It’s good to see that The Returned is dropping hints about the mystery behind the dead; the dramatic aspects of the show work, but they’re not why the viewer tunes in each week. “Victor” manages to capture both at the same time, and it’s an episode that shows what the series can do when it’s working at its best. The multitude of characters can be both a boon and a burden, but “Victor” uses them to its advantage to craft a series of compelling moments.

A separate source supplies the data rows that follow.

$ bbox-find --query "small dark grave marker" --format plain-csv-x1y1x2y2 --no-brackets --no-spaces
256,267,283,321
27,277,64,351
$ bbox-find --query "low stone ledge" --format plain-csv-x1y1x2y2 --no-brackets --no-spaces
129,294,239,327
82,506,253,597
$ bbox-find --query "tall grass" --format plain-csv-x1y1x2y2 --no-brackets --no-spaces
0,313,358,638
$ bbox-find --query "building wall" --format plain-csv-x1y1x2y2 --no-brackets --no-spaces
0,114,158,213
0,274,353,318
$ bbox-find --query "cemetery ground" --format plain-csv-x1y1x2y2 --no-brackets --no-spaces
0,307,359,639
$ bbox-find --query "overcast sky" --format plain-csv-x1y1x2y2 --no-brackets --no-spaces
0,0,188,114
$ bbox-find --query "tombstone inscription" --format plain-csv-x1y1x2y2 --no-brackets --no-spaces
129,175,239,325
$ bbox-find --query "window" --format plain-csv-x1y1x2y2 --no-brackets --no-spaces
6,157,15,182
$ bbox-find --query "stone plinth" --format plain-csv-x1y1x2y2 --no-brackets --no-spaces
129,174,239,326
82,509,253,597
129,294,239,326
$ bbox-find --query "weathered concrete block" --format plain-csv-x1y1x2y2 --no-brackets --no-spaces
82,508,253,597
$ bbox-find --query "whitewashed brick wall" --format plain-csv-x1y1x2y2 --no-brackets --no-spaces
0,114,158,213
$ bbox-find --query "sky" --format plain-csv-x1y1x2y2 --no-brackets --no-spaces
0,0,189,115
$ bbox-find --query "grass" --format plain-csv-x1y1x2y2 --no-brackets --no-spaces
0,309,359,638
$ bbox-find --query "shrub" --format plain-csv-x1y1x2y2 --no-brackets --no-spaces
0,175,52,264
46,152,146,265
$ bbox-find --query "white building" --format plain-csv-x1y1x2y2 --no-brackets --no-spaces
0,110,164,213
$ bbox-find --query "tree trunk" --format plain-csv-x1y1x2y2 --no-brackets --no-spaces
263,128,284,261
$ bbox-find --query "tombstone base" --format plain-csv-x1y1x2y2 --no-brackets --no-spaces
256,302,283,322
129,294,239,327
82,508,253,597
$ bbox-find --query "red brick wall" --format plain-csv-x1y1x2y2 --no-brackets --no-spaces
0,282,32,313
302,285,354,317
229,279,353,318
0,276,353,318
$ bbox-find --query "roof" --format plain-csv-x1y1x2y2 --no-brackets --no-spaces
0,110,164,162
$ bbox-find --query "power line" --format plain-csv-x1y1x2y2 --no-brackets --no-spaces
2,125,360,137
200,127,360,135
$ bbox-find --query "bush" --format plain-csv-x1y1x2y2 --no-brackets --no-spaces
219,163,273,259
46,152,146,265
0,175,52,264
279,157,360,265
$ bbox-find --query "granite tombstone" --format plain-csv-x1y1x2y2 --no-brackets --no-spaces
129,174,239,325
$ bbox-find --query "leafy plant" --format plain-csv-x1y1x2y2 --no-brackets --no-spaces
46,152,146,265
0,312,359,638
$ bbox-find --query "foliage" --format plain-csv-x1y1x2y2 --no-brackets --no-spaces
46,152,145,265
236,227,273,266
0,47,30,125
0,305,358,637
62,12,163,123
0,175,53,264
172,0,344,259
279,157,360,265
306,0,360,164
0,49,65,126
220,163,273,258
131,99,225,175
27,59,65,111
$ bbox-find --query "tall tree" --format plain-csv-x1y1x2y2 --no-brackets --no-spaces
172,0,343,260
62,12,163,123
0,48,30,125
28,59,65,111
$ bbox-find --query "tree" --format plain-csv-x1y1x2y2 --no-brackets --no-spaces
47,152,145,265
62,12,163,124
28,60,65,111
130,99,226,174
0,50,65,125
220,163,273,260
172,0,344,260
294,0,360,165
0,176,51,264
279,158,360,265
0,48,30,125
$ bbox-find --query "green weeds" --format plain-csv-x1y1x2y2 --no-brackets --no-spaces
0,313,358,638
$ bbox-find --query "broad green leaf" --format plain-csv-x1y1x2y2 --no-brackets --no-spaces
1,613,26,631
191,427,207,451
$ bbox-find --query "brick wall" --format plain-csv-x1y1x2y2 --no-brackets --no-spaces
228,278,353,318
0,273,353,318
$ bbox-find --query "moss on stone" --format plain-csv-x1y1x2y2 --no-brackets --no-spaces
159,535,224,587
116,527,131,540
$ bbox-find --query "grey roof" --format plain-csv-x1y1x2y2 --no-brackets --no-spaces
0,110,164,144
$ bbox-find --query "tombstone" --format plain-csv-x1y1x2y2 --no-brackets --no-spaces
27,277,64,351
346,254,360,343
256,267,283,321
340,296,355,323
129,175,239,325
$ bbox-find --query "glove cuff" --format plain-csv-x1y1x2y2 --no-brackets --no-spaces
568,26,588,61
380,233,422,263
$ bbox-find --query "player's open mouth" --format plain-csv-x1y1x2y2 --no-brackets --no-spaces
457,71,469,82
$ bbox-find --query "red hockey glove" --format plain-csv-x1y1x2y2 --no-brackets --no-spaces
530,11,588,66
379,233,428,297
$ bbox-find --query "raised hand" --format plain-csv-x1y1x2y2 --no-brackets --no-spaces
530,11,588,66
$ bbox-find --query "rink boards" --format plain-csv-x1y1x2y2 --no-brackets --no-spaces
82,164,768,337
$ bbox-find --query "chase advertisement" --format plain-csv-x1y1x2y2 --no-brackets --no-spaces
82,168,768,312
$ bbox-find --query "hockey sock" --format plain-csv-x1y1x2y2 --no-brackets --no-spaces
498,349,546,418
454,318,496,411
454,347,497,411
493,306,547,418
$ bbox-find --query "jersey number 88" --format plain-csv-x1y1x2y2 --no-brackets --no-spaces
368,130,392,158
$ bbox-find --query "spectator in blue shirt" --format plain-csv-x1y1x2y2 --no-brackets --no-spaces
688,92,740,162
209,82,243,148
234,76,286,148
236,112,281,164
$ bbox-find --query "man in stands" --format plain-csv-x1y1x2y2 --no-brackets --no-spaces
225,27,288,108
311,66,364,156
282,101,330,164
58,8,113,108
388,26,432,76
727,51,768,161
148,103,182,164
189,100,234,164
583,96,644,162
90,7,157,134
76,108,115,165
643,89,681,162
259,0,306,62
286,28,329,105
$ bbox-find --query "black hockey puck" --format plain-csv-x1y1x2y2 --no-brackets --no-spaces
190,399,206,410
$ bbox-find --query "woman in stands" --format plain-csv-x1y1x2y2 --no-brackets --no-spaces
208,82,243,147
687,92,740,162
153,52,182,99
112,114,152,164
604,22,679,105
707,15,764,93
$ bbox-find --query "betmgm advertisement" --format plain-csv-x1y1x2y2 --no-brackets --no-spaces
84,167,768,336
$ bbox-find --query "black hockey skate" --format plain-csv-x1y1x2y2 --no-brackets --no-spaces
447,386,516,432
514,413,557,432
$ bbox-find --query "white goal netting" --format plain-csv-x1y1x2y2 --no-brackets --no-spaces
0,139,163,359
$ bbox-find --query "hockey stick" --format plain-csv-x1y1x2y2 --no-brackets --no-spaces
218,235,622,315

That said, there are still some issues with the show’s approach. In this episode, Helen gets a lot more screentime to float around town, first having a discussion about Lazarus with a priest and then settling at the community center run by Peter. However, The Returned has done little to show why she’s important besides the obvious fact that she used to be dead and now she’s not. In a way, the show uses her to bring up complex thematic questions about rising from the dead, but “Victor” does little with her after that. And the Darrows from last episode are nowhere to be found in this one, nor is there much mention of the violent attack.
Still, The Returned is getting into a much better groove, with good pacing and a stronger understanding of character. Now that character introductions have been completed, there’s more room to work with the connections between characters, and “Victor” puts Helen, Victor, and Simon in the same house. This feels important, as does the sinister way Camille seems to be sapping strength from Lena, and The Returned has me more intrigued now that things seem to be heating up.